The Houston City Council on Monday signaled its intend to target unsightly property by hiring a building inspector to oversee the effort.

The decision came as city attorney Brad Eidson described the procedures needed to cleanup property in the city.

The process involves:

•Hiring the employee to oversee the program, who will issue reports on properties.

•Mailing of a letter notifying the property owner of the needed repairs or demolition required.

•Conducting a title search of the property and hold a public hearing.

•Develop procedures to proceed if demolition is required.

City Administrator Larry Sutton said the city hopes to capture grant dollars to lay the groundwork for the effort.

In other matters, members:

—Are considering measures to require a prescription for medication that includes ingredients used in the production of methamphetamine. Following several other municipalities, the city is examining the issue. Authorities in the county say much of the crime reported is directly related to meth and its manufacture. Missouri led the country last year in the number of lab seizures.

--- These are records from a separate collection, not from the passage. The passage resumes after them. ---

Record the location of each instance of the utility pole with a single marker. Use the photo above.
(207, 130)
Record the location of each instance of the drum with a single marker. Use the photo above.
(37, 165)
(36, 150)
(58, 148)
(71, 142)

Representatives plan to attend a March meeting at the justice center to discuss the issue.

—Approved a low bid of $68.70 per ton from Pace Construction Co. for asphalt overlays in the city. The amount, which was higher than expected, may result in less work than planned.

The area’s targeted for work are: Grand Avenue, Cherry Street, Lantz Lane and streets in the King-Wells subdivision: Frederick, Charles and Dewey.

Airport road north of Spruce Street will receive a double-chip seal coat.

—Okayed a radio-controlled airplane hobbyist group to use property on the west edge of the Houston Memorial Airport.

—Approved plans to buy two tornado sirens at a cost of $15,800 for better coverage. Targeted are the north and south portions of the community.

—Will move the start time of municipal court from 5 p.m. to 4 p.m.

—Hope to gain approval soon for its plan to make sewer improvements in the city using the remainder of its federal stimulus dollars. Planned are: An upgraded sewer lift station at Hamrick Avenue and replacement of a forced sewer line from Hamrick to near the school district, a new line from near Houston Walmart Supercenter to the town’s west lift station and work at the city’s new North Industrial Park.